Mas essas imagens dizem mais do que parecem. Elas são a expressão de uma nova estética que está redesenhando a cultura online: o maximalismo criativo. Um estilo marcado pela complexidade visual, por referências de nicho, pela criação coletiva e por influências culturais que cruzam fronteiras — muitas vezes ao mesmo tempo.
Essa estética é a marca da geração mais nova, que cresceu em ambientes digitais sem fronteiras, customizáveis e participativos. Uma geração que não apenas consome conteúdo, mas o produz e o distribui.
Para entender essa mudança, a equipe de Cultura e Tendências do YouTube pesquisou centenas de tendências globais e locais e ouviu milhares de pessoas entre 14 e 49 anos no Brasil.
Confira os principais insights.
Uma geração que consome e também cria
Para entender o maximalismo criativo, é preciso mergulhar no comportamento de quem vive e replica essa estética diariamente.
Essa geração mais jovem cresceu em um ambiente de mídia sem precedentes: sem fronteiras geográficas, totalmente customizável e, acima de tudo, participativo. O YouTube faz parte disso: os adolescentes de hoje são a primeira geração a não conhecer um mundo sem ele.
Estamos diante, portanto, de uma geração que se relaciona com conteúdo de um jeito fundamentalmente diferente.
No Brasil, 65% dos jovens entre 14 e 24 anos dizem se sentir mais empolgados para ver novos vídeos de criadores do que novos programas de TV ou filmes2, e menos de um terço sente que a mídia tradicional retrata bem o mundo em que vivem3.
Essa lacuna foi preenchida por eles mesmos. São jovens que aprenderam gírias com memes, desenvolveram seu senso de humor pela internet e adquiriram hábitos de criadores online.
Mas, afinal, o que é o maximalismo criativo?
A estética conta com padrões que podem ser observados segundo 4 pilares norteadores, descritos abaixo.
1. Complexidade audiovisual
Os vídeos que atraem esse público apresentam riqueza de informações, iconografia, pistas visuais e edição em ritmo acelerado, muitas vezes com múltiplos contextos acontecendo numa mesma tela.
Um exemplo é “Skibidi Toilet": criada por Alexey Gerasimov, a série acompanha uma guerra entre privadas com cabeças humanas e personagens humanoides com dispositivos eletrônicos no lugar do rosto. Com escala impressionante, o fenômeno gerou mais de 4 milhões de uploads no YouTube.
2. Cocriação narrativa
Os papéis de criador e espectadores estão cada vez mais interligados. Na estética do maximalismo criativo, o entretenimento é construído coletivamente pelo público. Isso significa um universo repleto de personagens e histórias expandidas pelos próprios fãs por meio de fanart, remixes e fan-lore.

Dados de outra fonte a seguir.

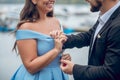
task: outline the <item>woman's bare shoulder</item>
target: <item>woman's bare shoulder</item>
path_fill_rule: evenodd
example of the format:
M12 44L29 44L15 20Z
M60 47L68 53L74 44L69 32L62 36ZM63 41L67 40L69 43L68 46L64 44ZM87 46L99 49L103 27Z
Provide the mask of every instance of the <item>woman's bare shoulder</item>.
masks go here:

A adaptação musical “EPIC: The Musical”, de Jorge Rivera-Herrans, ilustra isso: baseado no poema grego Odisseia, de Homero, o projeto alcançou mais de 115 milhões de visualizações e 50 mil uploads relacionados, em grande parte impulsionado pela própria comunidade de fãs.
Esse envolvimento também acontece no Brasil: 36% dos jovens entre 14 e 24 anos já contribuíram para algum projeto de criador nos últimos 12 meses4.
3. Referencial à internet
Nenhuma piada está ali à toa: quando assistimos a vídeos dirigidos para uma audiência mais jovem, dá para perceber camadas de piadas internas, referências e memes originários de subcomunidades de nicho online. É o que distingue quem está por dentro de quem está por fora – pais de adolescentes vão entender muito bem essa sensação.

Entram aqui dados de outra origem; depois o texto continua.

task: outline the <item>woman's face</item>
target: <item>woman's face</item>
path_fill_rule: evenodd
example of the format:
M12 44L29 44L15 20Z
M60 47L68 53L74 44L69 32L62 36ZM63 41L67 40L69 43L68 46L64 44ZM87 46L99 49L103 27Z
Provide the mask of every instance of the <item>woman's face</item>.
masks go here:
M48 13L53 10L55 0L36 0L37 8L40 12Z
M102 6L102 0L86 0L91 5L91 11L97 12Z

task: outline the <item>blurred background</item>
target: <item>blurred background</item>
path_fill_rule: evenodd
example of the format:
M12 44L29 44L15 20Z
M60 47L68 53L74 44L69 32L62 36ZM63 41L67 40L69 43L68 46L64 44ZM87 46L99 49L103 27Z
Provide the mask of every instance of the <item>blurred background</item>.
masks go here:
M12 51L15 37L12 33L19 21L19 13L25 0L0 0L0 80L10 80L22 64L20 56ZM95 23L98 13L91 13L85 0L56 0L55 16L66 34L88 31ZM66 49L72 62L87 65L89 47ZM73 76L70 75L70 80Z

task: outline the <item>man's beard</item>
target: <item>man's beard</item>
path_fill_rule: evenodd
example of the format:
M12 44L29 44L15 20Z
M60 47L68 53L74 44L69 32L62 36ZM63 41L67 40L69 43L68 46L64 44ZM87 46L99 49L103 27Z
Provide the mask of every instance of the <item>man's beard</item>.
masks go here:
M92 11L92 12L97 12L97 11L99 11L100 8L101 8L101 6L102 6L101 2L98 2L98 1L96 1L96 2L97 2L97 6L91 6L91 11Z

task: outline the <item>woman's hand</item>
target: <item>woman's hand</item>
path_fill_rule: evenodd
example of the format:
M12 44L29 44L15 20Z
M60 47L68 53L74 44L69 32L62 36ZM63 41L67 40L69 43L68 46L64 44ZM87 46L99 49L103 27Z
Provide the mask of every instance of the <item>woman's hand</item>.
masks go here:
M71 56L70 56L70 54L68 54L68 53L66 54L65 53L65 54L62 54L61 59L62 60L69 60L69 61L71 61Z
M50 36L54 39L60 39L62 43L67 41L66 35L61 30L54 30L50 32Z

O universo de vídeos de Cat Memes ajuda a entender melhor esse ponto. Rir de memes de gatinhos fofos e brincalhões (ou até mesmo terrivelmente mal humorados, como Grumpy Cat) depende da familiaridade do espectador com o elenco de personagens.

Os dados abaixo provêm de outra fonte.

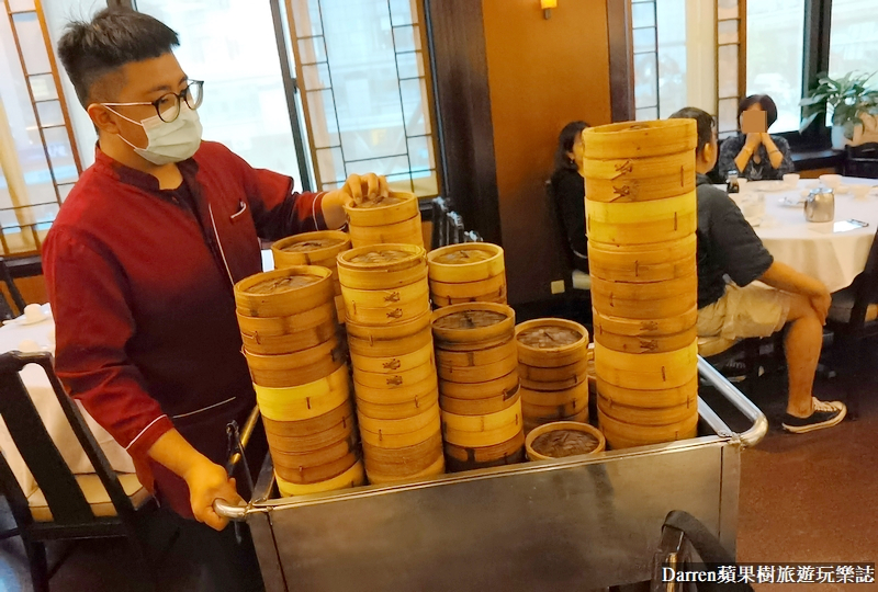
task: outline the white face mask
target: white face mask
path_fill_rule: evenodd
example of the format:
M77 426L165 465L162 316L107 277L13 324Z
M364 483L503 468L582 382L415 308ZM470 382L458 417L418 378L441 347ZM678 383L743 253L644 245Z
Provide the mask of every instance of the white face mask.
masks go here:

O fenômeno “Spinning Cat” surgiu daí para se tornar tema de uma música que alcançou a posição 11 nas paradas globais do YouTube.
4. Influência global
Existe também uma influência muito forte de referências globais, para além do que é nativo ou local. A geração atual cresceu com acesso total a conteúdos do mundo inteiro, sem a barreira idiomática. Existem diversos fenômenos globais que confirmam isso: “Le Poisson Steve”, animação lo-fi francesa de um peixe dançante, acumulou mais de 90 milhões de visualizações em 2025. Já o gênero Phonk Brasileiro tem raízes rastreáveis desde o hip-hop do sul dos EUA até a dance music do Leste Europeu, antes de ser remixado no Brasil.
Refinando a estratégia
O maximalismo criativo é um sinal – ou tendência – que vale a pena ter no radar para criar estratégias focadas em públicos e audiências mais jovens. Nossas pesquisas apontaram cinco direções práticas para quem quer se manter relevante.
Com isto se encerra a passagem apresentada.